The model under consideration comprises a sequence of phases, as presented in Figure 3. The system includes a data collection phase, a data preprocessing and classification phase, a train/test phase, an evaluation phase, an optimizing phase, and a prediction phase. The data is sourced from the MUCHD dataset. During the preprocessing phase, it is of utmost importance to enhance the features of missing values and remove insignificant features to avoid misleading results. Subsequently, the features are scaled to a normalized scale. The normalized preprocessed features are then fed to the classifier. The model learns from the trained labeled data and tests its performance using the unlabeled test data. Following The validation phase, the classifier performance is evaluated, followed by the optimizing phase, and ultimately culminating in the prediction phase.

Figure 3

Diabetes System Architecture.

We present below the six phases of the proposed system in detail:

Data collection phase

The quality of the data quantity is a crucial factor that cannot be overlooked. The model will be powerful when picking the right data. The reliability of data plays a significant role in all model classification phases, which leads to useful predictions. During this phase, careful consideration is given to the selection of data features and the total number of samples. Assumptions are made regarding the most related data to diabetes. Hence, good data leads to good performance and a successful model.

Dataset availability

The proposed model employs a MUCHD dataset of pediatric patients, encompassing individuals ranging from one year to nineteen years old both male and female. This dataset is obtained from the Mansoura University Children's Hospital repository system, Medicine Faculty, and Dakahlia Governorate of Egypt. Data is gathered from patient medical records through examination, laboratory tests, and admission notes. The MUCHD dataset comprises 548 records classified into two distinct classes: diabetes and non-diabetes (healthy). These records are associated with 18 attributes, which include Age, Sex, Duration, Cholesterol, Creatinine, Acetone, Glycated Haemoglobin (HbA1c), Insulin level, Post Prandial C-Peptide (PCPeptide), Fast C-Peptide (FCPeptide), two hours Post Prandial Blood Glucose (PBGlucose), Fast Blood Glucose (FBGlucose), Random Blood Glucose (RBGlucose), Blood Gases include Blood Acidosis(PH), Bicarbonate(HCO3), Sodium (Na), Potassium (K) and the output target feature named Diagnosis. The ‘Diagnosis' output attribute consists of binary values. It has one value of either 1, indicating the presence of diabetes in 397 patients, or 0 indicating non-diabetes patients in 151 patients. Table 1 presents the MUCHD dataset of 18 attributes along with their comprehensive descriptions. The diagnosis attribute is considered the dependent output variable, whereas the remaining 17 attributes are regarded as independent input features.

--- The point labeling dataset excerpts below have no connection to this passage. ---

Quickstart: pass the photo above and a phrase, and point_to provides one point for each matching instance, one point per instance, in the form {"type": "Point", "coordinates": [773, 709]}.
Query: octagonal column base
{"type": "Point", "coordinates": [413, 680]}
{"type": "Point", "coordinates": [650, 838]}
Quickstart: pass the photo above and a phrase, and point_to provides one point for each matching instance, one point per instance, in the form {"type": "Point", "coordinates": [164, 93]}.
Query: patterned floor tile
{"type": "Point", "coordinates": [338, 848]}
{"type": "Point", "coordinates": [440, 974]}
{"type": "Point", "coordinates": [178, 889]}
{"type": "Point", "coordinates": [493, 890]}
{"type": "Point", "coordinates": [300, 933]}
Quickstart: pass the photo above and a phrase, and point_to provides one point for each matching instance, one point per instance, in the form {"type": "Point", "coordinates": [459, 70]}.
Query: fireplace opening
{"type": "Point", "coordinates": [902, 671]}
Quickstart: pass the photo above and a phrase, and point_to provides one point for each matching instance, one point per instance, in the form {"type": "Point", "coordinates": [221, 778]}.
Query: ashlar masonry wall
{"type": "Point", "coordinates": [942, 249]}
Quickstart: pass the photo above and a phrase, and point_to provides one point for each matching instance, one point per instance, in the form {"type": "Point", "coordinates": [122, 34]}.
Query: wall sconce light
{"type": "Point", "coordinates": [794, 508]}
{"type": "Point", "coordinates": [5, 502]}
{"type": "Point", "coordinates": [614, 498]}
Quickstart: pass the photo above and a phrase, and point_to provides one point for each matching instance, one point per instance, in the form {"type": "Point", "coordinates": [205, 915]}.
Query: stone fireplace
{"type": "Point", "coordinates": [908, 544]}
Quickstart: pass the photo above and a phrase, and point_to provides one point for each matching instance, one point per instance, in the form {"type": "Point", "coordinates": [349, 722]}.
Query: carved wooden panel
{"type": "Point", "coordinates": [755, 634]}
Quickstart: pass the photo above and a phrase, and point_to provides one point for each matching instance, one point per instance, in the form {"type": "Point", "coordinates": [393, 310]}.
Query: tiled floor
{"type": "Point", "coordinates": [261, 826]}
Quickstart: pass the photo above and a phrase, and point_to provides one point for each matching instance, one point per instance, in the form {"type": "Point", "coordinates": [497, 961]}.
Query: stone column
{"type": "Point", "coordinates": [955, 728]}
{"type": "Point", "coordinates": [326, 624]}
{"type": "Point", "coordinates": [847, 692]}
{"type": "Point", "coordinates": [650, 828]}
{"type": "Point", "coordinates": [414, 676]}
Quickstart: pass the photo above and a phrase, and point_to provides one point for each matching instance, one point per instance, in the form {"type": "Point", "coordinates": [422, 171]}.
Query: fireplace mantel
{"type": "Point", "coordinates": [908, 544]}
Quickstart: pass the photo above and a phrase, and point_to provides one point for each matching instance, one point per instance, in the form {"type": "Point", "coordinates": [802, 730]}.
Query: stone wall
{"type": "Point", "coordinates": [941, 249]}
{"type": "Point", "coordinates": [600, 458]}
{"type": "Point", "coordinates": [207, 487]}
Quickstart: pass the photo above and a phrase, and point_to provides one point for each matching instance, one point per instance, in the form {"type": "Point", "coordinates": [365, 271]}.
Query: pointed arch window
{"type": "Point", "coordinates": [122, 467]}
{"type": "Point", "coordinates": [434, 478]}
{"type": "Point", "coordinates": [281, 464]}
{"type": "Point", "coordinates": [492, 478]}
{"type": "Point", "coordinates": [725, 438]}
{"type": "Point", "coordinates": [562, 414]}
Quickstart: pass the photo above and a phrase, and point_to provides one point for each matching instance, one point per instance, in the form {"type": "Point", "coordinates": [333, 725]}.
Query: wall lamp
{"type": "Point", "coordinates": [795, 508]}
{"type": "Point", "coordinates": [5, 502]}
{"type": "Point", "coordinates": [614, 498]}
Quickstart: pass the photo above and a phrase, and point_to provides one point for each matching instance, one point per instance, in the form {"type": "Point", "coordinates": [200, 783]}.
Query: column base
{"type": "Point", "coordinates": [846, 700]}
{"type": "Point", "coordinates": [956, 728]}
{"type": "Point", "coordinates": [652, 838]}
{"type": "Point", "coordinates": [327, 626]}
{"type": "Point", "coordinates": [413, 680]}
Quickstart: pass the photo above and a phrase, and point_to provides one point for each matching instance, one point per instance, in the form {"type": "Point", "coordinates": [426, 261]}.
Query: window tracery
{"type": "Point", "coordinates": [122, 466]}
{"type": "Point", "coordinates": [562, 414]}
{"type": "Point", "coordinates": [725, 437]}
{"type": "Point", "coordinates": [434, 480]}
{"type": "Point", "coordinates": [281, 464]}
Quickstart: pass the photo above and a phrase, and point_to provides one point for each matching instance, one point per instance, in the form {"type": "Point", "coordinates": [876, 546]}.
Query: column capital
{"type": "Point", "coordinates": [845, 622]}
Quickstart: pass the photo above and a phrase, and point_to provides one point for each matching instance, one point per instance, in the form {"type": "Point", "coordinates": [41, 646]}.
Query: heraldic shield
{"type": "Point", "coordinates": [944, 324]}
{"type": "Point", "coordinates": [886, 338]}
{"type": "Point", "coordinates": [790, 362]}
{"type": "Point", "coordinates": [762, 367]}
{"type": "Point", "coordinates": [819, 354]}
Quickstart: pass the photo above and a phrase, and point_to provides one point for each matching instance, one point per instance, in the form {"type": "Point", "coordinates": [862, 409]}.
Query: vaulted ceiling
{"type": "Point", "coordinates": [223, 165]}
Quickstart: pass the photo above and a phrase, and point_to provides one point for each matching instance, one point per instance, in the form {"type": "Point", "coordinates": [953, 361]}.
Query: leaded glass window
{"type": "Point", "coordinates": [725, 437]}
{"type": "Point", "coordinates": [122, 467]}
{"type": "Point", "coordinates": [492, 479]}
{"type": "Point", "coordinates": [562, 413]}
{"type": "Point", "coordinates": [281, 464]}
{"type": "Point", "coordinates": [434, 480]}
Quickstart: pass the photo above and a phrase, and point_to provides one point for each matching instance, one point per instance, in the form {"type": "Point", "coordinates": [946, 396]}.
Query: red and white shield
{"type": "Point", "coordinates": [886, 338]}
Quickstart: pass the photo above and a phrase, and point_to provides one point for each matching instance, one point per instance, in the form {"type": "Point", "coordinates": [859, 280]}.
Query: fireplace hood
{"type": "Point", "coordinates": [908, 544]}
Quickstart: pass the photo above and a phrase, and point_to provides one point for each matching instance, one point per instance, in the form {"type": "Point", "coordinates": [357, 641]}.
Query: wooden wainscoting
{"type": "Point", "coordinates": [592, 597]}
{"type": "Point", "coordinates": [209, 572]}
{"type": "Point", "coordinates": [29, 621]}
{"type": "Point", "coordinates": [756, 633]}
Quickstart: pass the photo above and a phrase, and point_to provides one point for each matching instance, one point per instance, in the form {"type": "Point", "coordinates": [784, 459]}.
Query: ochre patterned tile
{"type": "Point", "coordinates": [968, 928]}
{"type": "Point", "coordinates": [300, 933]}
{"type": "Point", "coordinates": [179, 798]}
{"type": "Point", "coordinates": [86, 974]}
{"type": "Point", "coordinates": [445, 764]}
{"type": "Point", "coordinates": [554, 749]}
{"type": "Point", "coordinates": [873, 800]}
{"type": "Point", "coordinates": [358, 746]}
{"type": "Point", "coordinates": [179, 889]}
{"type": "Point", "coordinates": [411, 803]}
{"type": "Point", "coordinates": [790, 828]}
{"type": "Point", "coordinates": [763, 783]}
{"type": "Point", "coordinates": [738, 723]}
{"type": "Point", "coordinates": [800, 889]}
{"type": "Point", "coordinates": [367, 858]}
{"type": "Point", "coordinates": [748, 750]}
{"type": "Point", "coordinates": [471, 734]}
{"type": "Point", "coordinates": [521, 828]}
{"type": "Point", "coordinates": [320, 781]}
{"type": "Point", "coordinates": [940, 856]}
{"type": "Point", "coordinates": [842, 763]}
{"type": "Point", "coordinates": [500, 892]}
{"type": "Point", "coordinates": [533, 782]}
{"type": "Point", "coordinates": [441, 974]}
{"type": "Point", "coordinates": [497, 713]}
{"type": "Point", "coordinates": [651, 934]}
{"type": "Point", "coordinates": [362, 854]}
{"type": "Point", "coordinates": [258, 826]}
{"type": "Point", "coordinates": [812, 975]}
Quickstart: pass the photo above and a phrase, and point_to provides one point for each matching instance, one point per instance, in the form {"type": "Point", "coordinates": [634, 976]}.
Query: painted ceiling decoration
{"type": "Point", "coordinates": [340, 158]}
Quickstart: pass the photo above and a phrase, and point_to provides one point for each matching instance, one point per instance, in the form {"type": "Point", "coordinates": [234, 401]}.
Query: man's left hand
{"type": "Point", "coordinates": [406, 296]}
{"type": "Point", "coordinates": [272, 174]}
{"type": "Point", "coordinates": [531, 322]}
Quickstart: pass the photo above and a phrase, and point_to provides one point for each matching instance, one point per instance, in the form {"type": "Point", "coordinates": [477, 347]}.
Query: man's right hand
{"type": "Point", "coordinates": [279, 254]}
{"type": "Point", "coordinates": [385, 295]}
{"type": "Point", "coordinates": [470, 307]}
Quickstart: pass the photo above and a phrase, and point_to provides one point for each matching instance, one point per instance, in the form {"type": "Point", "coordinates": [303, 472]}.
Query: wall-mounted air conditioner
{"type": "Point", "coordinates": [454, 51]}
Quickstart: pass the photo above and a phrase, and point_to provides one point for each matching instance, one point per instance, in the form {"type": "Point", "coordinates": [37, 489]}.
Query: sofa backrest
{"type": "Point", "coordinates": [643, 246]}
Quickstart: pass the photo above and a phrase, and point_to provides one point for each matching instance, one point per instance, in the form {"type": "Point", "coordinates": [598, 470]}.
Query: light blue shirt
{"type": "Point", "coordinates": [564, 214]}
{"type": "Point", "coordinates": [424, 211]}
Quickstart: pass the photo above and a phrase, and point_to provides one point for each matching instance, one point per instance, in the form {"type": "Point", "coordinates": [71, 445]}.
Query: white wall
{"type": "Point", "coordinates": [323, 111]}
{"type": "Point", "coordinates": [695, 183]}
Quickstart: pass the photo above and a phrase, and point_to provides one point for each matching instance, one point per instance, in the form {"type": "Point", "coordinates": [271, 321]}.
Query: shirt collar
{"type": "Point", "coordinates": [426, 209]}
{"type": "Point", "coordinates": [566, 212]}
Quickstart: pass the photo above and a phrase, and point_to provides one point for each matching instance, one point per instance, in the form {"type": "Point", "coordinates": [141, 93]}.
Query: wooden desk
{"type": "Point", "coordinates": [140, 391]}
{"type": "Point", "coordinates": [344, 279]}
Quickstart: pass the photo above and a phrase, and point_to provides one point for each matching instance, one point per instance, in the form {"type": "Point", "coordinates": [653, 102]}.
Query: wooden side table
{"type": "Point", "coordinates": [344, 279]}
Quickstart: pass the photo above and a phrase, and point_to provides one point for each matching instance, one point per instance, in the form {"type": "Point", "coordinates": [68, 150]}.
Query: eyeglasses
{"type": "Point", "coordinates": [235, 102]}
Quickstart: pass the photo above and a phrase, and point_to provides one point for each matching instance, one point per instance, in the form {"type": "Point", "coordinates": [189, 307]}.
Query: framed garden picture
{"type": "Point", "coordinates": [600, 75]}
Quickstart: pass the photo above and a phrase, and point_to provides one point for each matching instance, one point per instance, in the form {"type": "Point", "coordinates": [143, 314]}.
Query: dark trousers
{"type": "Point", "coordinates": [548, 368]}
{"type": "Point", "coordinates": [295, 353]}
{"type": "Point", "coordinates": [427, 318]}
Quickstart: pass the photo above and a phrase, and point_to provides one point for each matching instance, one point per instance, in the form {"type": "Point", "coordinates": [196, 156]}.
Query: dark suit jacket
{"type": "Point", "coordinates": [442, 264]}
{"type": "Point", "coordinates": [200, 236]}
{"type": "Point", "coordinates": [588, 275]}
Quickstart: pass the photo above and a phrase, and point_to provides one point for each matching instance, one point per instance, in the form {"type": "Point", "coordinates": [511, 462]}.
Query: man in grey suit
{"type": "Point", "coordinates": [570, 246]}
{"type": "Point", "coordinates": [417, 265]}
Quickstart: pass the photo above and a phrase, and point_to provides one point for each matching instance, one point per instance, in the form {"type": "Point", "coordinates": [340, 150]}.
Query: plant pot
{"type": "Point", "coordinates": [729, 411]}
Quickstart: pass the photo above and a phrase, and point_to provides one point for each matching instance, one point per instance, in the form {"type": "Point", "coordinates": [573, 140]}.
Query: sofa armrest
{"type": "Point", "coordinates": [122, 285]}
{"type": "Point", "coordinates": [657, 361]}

Table 1 The Input Attributes of the MUCHD Dataset.

Data pre-processing and classification phase

This step is performed using DNN. This phase is used to ensure that the input data is presented in a clear and organized format. The primary advantage of feature extraction is its ability to identify the most effective features for the model classifier to learn the representation¹⁶. certain errors may arise due to human mistakes during the data collection phase, resulting in labeling errors.

Formatting

The dataset may not be in the correct format such as a database or CSV file. To address this, we meticulously prepared the MUCHD dataset in CSV file format.

Missing values

Dealing with noisy missing values poses a significant challenge when gathering data for DL techniques that extremely land with a perfect dataset, which will probably take a significant amount of time. Missing data samples often arise from errors in data collection as a blank space for diagnostic features that are not applicable²⁰. Missing values are typically denoted as Nan or null indicators. It is necessary to delete redundant rows and columns. Consequently, two approaches are recommended to address this problem. The first involves eliminating the samples of the missing values, but it is risky to delete relevant information. The second method is to impute the missing values by replacing them with the mean value for each input feature. In Figure 4, the missing values appear as white blank.

Figure 4

Feature Attribute Missing Value.

The feature selection method provides the highest correlated values, reduces execution time, and avoids data overfitting¹⁷. This leads to improved performance efficiency and reduces computational requirements. We investigate the MUCHD dataset using Pearson’s correlation method applied to Python programming language and libraries (Sklearn, Tensorflow, and Keras) that have been used in data preprocessing and model implementation processes. The coefficient values remain in the range between 0 and 1. A value below 0.5 is indicative of a weak correlation, while a value above 0.5 indicates a strong correlation. A value of zero, on the other hand, signifies no correlation. Irrelevant or outlier attributes are removed from the dataset. The correlation between input/output attributes of the MUCHD dataset is indicated in Table 2. Table 3 provides a comprehensive overview of the most significant relevant features namely HbA1c, Insulin, PCPeptide, FCPeptide, PBGlucose, FBGlucose, and RBGlucose. The number of missing values for the most significant features is calculated.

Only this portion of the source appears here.